Thanks to the brilliant journalism of Mike Daisey, we have come to learn about factory conditions at Apple manufacturing plants in China.
Daisey's commentary struck such a nerve that we have been buying tickets to his one-man off-Broadway rants and paying his speaking fees as he crosses the country to share his experiences.
His story was compelling. He told of his conversations with Apple factory workers who could not even hold a glass of Starbucks coffee because their exposure to the glass-cleaning produce n-hexane induced neurological disorders.
He spoke of many 13- and 14-year-old workers he came across who worked 60-hour weeks in the factories. He even told how whole sections of factories would explode on occasion because of dusty working conditions.

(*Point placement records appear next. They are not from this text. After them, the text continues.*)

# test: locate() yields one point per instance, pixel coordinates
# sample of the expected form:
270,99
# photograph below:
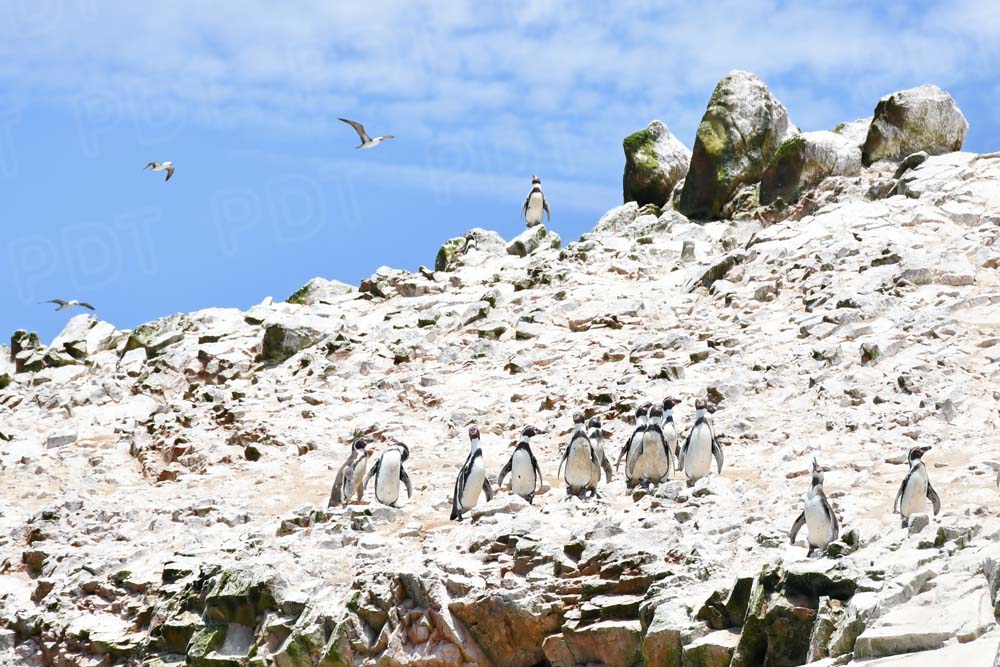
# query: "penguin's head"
404,451
817,473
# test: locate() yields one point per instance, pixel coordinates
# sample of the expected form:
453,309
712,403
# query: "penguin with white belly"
916,488
388,472
633,447
818,516
580,461
350,478
525,475
596,436
471,480
700,446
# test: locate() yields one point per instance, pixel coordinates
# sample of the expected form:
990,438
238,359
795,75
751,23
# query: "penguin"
580,460
655,458
388,472
818,516
525,475
351,476
633,446
668,427
916,489
471,479
700,446
535,204
597,440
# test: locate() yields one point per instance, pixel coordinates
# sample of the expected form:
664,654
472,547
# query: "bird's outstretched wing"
796,527
934,498
359,128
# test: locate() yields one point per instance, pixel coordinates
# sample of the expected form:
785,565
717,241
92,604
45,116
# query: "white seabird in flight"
366,141
65,305
162,166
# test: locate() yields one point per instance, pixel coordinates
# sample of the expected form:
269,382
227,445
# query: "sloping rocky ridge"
164,489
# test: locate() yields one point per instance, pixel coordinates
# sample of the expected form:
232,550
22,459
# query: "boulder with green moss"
655,160
803,161
320,290
532,239
924,118
742,128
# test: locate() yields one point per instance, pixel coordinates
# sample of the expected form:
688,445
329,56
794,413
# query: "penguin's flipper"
405,479
934,498
899,495
796,527
505,471
373,472
539,479
717,453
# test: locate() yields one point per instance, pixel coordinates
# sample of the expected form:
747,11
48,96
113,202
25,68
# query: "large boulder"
742,128
802,161
655,160
924,118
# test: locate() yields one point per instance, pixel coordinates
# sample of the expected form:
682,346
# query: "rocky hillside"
164,490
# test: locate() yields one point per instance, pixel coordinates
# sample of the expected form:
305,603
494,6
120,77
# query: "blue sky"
243,97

His story rang true because he told us what we wanted to believe. He also invoked that journalistic tradition of telling us a story compelling in its irony — part of the Apple image is in its social integrity.
Unfortunately, the story was a lie. Daisey came clean on a Public Radio broadcast called "This American Life" with host Ira Glass, who had also been duped and then devoted an entire show to correcting the lies.

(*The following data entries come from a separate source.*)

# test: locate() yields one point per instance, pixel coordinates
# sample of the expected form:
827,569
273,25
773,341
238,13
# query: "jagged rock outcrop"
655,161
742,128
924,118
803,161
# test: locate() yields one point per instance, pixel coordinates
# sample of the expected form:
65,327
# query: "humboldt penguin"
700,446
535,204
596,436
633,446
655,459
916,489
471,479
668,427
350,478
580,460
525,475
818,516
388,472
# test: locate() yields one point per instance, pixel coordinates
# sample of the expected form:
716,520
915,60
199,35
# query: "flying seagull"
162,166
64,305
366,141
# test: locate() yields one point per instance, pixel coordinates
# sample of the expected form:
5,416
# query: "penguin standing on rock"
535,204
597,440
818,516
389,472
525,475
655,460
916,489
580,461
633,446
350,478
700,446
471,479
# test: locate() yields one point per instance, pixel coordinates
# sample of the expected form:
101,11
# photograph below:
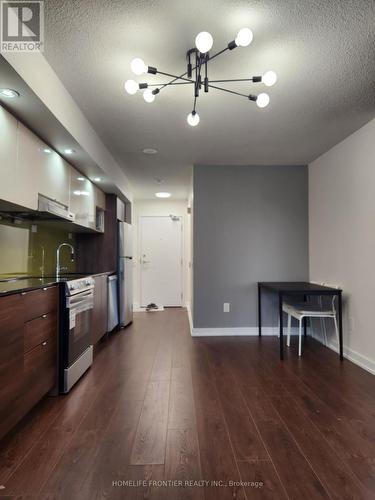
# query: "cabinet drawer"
39,302
40,329
40,371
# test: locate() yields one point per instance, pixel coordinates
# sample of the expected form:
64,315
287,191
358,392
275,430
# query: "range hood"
48,210
53,209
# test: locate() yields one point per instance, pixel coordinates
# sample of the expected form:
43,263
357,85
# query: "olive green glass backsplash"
30,248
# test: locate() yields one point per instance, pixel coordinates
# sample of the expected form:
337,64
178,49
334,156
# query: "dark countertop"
25,284
299,287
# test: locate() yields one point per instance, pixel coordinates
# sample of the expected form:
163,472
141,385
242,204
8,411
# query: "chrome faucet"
58,267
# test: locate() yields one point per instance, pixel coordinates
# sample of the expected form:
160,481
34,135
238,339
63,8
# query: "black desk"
306,289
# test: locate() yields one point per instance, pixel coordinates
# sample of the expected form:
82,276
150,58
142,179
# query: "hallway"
201,414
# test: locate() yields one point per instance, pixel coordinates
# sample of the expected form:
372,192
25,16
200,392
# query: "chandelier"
196,74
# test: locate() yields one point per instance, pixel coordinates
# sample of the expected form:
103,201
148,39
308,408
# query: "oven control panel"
80,285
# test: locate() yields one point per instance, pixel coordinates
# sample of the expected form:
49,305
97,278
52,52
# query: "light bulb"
148,96
263,100
269,78
138,66
204,41
131,87
193,119
244,37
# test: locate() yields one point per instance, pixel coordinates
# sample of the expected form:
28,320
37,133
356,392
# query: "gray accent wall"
250,225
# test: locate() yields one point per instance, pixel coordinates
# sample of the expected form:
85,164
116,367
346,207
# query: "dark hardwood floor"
221,417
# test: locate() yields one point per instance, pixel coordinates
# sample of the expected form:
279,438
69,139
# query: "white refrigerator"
125,273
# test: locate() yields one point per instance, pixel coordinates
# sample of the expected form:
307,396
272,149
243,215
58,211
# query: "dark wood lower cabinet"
28,352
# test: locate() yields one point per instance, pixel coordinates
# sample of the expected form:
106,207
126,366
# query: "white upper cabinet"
8,156
28,167
41,169
99,198
82,199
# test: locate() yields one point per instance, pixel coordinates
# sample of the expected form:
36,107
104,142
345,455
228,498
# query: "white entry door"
161,260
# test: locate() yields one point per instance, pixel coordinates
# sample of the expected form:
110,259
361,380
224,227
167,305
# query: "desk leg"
259,310
281,326
340,326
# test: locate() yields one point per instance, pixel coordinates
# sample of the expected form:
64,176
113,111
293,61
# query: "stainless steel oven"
75,344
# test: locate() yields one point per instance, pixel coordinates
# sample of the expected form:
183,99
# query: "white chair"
303,310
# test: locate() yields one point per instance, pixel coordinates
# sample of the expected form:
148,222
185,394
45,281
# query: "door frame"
139,256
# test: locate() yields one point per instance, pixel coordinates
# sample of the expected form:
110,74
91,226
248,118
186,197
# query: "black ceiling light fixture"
196,74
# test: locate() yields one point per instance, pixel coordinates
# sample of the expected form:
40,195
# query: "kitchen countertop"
27,283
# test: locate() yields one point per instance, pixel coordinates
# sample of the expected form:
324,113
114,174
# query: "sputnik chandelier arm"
197,60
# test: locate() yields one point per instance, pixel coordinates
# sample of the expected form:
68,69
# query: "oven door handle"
79,299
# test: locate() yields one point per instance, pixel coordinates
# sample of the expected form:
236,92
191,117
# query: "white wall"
163,208
342,235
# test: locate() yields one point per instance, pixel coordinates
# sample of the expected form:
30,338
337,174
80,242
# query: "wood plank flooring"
163,416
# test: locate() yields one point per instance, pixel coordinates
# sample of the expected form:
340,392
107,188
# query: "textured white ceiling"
323,52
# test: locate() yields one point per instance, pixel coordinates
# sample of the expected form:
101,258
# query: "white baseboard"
232,332
353,356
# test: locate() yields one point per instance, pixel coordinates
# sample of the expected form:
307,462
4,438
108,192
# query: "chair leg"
336,329
289,329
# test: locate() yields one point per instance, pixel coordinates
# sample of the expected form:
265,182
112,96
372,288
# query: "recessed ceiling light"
149,151
81,193
163,195
9,93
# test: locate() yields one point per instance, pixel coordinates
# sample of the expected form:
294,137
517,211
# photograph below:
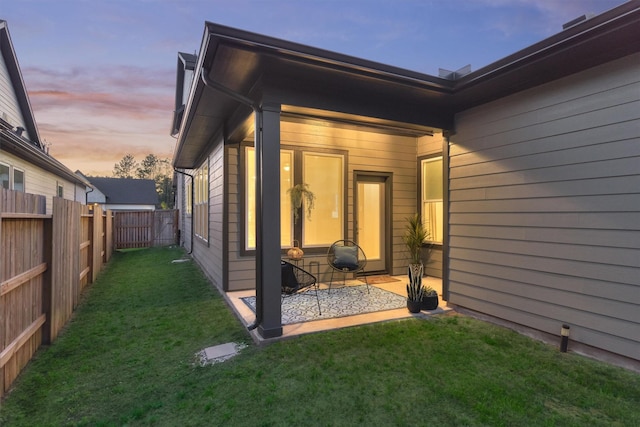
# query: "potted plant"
414,237
298,193
415,289
429,299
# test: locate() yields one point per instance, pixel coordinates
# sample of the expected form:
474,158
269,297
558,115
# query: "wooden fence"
45,263
143,229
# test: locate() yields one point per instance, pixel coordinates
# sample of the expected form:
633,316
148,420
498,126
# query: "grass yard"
127,358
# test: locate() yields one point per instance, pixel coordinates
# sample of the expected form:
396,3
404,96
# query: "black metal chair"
296,281
346,257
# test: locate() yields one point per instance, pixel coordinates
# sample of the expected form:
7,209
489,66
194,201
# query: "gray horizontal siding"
545,207
210,254
367,151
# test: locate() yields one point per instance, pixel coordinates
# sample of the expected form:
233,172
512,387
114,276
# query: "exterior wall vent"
454,75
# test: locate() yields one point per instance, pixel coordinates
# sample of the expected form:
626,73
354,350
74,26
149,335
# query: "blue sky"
101,73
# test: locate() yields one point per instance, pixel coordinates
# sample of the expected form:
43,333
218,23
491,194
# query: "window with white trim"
324,174
431,198
4,176
11,178
201,202
18,180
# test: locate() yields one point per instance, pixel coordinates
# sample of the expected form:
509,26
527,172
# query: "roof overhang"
269,70
11,61
24,149
600,39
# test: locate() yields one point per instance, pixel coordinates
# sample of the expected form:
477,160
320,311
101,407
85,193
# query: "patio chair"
346,257
296,281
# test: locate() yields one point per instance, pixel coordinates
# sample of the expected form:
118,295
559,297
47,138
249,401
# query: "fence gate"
143,229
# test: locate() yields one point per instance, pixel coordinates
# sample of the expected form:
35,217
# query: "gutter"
257,110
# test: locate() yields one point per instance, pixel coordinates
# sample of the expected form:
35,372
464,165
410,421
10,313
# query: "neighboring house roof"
14,141
127,191
186,65
248,68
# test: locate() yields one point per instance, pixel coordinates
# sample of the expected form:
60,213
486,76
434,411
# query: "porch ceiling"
269,70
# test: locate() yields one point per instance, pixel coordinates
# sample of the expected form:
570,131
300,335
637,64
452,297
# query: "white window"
201,202
18,180
11,178
4,176
431,198
188,196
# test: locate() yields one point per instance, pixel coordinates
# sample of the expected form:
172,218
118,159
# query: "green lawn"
127,358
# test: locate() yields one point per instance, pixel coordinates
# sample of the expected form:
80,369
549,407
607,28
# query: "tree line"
151,167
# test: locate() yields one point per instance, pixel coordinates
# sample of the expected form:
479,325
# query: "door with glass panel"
371,223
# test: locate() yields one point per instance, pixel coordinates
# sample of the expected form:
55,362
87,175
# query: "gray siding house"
25,163
526,172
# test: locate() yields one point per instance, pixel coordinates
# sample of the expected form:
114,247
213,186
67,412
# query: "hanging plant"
298,193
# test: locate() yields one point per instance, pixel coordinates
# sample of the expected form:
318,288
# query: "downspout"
192,194
86,195
257,111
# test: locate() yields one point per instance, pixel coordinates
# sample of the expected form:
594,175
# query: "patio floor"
399,287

Some have concluded that Daisey's journalistic license was not entirely inappropriate. After all, there are surely under-age employees in factories elsewhere in China, as there are in the United States.

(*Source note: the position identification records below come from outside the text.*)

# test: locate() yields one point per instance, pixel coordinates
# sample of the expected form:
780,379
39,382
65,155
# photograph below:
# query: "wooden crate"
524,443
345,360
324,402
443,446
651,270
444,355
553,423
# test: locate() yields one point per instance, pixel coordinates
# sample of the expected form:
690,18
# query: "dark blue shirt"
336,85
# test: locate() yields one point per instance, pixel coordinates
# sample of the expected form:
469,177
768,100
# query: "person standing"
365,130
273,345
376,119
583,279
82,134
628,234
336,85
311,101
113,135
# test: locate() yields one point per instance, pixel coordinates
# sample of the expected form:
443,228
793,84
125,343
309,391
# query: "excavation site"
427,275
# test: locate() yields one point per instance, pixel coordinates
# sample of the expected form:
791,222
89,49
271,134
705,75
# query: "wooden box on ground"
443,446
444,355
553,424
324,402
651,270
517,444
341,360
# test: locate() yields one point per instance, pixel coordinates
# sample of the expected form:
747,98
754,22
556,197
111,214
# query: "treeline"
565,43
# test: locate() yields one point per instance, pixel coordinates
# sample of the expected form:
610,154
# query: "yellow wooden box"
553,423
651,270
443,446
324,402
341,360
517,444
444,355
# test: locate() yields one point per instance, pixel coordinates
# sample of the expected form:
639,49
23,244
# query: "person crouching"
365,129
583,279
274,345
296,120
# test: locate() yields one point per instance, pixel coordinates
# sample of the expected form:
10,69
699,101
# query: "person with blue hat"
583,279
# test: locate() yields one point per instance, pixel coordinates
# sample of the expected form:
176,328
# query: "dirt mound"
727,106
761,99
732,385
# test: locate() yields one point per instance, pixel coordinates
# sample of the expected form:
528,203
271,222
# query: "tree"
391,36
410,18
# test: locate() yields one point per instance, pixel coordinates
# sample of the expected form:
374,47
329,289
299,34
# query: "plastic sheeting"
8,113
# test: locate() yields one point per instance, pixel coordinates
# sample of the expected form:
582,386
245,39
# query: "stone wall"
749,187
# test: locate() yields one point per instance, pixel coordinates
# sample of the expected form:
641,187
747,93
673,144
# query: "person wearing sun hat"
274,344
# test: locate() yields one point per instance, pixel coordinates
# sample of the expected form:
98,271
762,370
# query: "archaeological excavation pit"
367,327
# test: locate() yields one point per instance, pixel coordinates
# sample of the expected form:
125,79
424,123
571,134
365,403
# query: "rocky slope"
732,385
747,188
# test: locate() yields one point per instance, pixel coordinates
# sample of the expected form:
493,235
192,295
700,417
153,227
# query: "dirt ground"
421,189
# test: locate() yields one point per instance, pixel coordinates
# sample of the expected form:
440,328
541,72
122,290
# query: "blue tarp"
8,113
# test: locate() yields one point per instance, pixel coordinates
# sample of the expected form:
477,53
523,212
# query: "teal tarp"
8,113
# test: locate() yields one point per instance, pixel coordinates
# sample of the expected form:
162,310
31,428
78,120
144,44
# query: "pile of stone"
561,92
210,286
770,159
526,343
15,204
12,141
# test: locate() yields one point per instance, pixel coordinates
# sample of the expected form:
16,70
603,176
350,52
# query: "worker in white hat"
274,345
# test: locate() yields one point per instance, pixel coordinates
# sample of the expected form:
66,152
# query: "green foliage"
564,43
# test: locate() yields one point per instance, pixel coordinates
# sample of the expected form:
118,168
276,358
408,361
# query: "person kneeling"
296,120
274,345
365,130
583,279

There have also been urban legends of n-hexane-afflicted workers, there and elsewhere, even if Daisey now admits he never met any. And part of a factory did explode due to dusty conditions, but it was not a Foxconn factory that supplies Apple.
I am not an apologist for Apple or for China, whose greenhouse-gas emissions recently surpassed ours. Their more highly concentrated political power is not to our liking. And Apple's monopolistic tendencies are almost unrivaled in modern industry.